Certo dia, chegando em casa, senti cheiro de cera, o que pra mim era sinônimo de festa.  Lembrei que estávamos na semana do Natal, e as empregadas estavam fazendo uma faxina geral, varrendo o assoalho e espalhando a cera com o escovão, exatamente no local onde eu havia escondido a minha obra. Que já não estava mais lá. Será que, com o peso do escovão, escorregou pela fresta e caiu no porão? Será que as moças da faxina a tinham encontrado? E se encontraram e levaram pra minha mãe? Claro que eu não iria perguntar se alguém tinha visto ou guardado. Fiquei na minha. 

Procurei me conformar com a ideia de que os meus versos tinham se perdido para sempre. Pela fresta do assoalho, atravessaram a linha do tempo em direção ao passado e foram se esconder naquele porão secular, onde ninguém nunca tinha entrado. Talvez estejam por lá até hoje, encobertos pela poeira do tempo.  

Perder os versos, com muita dor, acabei aceitando. Mas a história, bem, aquela não era uma história que se deixasse perder assim. Merecia ser contada. Nem tanto pelo inusitado do caso, mas pelo turbilhão de emoções e sentimentos que poderia envolver uma relação proibida, numa cidade aprazível, porém puritana, num tempo de recato, religiosidade e preconceito. 

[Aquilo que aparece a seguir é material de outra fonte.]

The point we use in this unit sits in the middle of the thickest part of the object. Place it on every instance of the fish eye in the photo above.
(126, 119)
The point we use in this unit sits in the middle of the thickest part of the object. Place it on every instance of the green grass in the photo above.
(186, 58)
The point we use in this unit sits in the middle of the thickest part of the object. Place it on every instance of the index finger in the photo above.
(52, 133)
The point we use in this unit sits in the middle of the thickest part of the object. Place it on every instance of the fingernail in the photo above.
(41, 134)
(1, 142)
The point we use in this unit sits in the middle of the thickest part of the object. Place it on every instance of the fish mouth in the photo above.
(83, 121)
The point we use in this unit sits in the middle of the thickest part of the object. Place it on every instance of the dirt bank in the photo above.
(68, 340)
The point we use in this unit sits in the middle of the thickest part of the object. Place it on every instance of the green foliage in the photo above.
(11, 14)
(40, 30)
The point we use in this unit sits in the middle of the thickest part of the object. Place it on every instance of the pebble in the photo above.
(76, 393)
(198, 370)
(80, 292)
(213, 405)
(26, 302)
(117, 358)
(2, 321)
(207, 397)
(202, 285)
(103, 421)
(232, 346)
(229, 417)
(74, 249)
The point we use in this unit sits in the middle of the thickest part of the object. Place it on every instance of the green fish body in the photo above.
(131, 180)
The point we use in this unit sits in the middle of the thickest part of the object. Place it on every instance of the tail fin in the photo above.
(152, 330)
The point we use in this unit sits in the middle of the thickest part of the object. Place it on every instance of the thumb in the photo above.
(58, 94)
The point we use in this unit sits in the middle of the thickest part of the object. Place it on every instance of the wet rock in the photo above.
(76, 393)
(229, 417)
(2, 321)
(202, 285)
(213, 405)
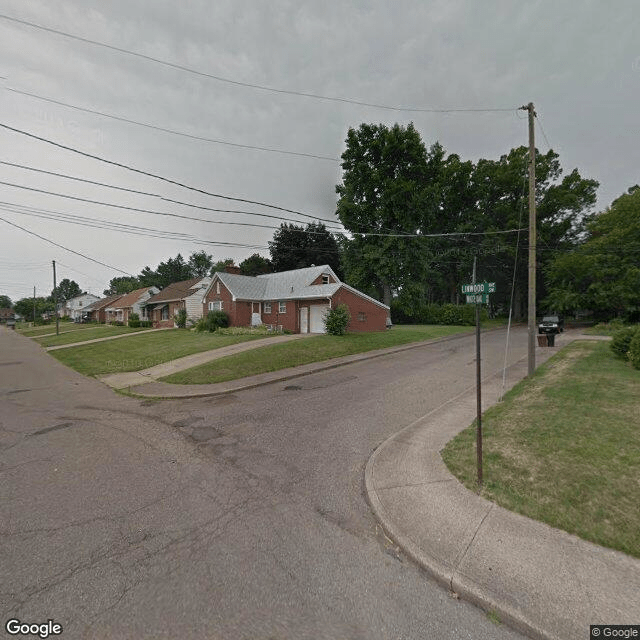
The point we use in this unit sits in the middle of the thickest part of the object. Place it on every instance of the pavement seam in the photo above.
(464, 552)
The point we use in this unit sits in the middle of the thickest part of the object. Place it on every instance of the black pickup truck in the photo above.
(551, 324)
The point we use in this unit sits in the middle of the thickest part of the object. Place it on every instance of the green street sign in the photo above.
(478, 298)
(479, 287)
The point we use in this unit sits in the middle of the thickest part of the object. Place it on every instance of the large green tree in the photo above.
(66, 290)
(122, 284)
(255, 265)
(383, 195)
(602, 273)
(296, 247)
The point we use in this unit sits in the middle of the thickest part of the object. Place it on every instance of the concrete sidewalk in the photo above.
(120, 335)
(148, 377)
(540, 580)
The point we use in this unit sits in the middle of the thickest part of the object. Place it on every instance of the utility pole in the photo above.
(531, 360)
(478, 386)
(55, 298)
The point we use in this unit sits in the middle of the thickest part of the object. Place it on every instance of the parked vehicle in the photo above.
(551, 324)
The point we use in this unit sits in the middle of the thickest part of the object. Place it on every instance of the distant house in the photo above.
(74, 308)
(186, 294)
(6, 314)
(97, 312)
(294, 300)
(120, 310)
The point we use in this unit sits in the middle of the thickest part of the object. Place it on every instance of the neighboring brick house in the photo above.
(121, 309)
(97, 312)
(293, 300)
(75, 308)
(187, 294)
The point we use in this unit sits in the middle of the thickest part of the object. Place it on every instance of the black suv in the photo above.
(551, 324)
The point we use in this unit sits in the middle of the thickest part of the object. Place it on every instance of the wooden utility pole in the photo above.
(531, 361)
(478, 386)
(55, 299)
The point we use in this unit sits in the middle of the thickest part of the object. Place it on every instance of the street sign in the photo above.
(478, 298)
(479, 287)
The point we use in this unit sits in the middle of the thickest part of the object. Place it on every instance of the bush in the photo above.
(621, 341)
(213, 320)
(634, 349)
(337, 320)
(181, 319)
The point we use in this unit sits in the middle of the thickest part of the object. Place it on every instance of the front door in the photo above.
(304, 319)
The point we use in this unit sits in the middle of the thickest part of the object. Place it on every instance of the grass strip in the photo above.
(564, 447)
(304, 351)
(142, 351)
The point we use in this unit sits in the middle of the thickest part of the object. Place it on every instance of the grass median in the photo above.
(91, 334)
(142, 351)
(311, 349)
(564, 447)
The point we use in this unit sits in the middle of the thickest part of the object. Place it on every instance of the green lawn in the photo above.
(64, 327)
(564, 447)
(311, 349)
(142, 351)
(90, 334)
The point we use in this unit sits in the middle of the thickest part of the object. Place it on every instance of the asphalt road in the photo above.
(239, 516)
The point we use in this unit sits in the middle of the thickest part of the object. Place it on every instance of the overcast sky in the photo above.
(579, 62)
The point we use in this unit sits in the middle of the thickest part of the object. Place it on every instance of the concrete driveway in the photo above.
(239, 516)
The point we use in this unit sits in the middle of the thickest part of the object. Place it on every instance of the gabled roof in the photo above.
(176, 291)
(284, 285)
(103, 302)
(129, 299)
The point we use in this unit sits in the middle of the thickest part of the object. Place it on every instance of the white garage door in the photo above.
(316, 318)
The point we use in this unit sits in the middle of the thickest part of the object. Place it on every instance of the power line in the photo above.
(173, 131)
(249, 85)
(149, 194)
(82, 255)
(162, 178)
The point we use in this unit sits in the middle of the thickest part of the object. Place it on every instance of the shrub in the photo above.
(337, 320)
(181, 319)
(621, 341)
(634, 349)
(212, 321)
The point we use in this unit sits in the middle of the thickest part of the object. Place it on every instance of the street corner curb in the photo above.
(457, 585)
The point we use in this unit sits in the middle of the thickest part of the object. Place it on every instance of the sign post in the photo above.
(478, 293)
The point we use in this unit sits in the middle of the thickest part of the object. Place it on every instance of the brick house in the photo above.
(97, 312)
(187, 294)
(133, 302)
(291, 300)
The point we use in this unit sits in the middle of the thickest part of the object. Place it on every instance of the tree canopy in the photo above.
(296, 247)
(66, 290)
(602, 273)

Uma relação afetiva entre duas mulheres não fazia parte do imaginário coletivo da cidade, mas certamente sua revelação despertaria forte reprovação e censura. Ainda mais sendo uma delas afro descendente. Como essas jovens teriam lidado com isso? Teriam sufocado os seus sentimentos e desejos? Ou teriam enfrentado o preconceito e encontrado uma maneira de viver a sua relação? 

Queria abordar o assunto com empatia, delicadeza e respeito. Não iria desistir de contar essa história.  

Nossa cidade, impregnada de passado, guardava ainda muito dos hábitos de tempos remotos. Sobranceira à baía de São Marcos, virada para o poente e envolvida pelos rios Anil e Bacanga, no seu entorno ocorre, diariamente, uma das maiores diferenças de marés do mundo, fazendo de São Luís quase que uma ilha dentro da outra, ilhada em si mesma e nos seus costumes. 

A força renovadora da maré enchente, que invade as calhas dos rios e se impõe sobre a sua correnteza, invertendo o sentido do fluxo das águas, é a perfeita metáfora para o impulso incontrolável, transgressor, que inverte o sentido do desejo e do afeto, se impondo sobre a correnteza dos costumes. 

Com seus casarões e sobrados de fachadas de azulejos, cada um com sua história e seus segredos, debruçados sobre calçadas de pedra de cantaria e enfileirados ao longo de estreitas ruas de paralelepípedos, ficar na janela era uma maneira muito apreciada de interagir com a cidade. Observando o movimento das ruas, dos bondes, dos poucos carros passando; comunicando-se com os vizinhos através de acenos, cumprimentando os passantes (Olá, como tem passado?), que de vez em quando paravam para uma prosa rápida, a vida girava em torno das janelas. 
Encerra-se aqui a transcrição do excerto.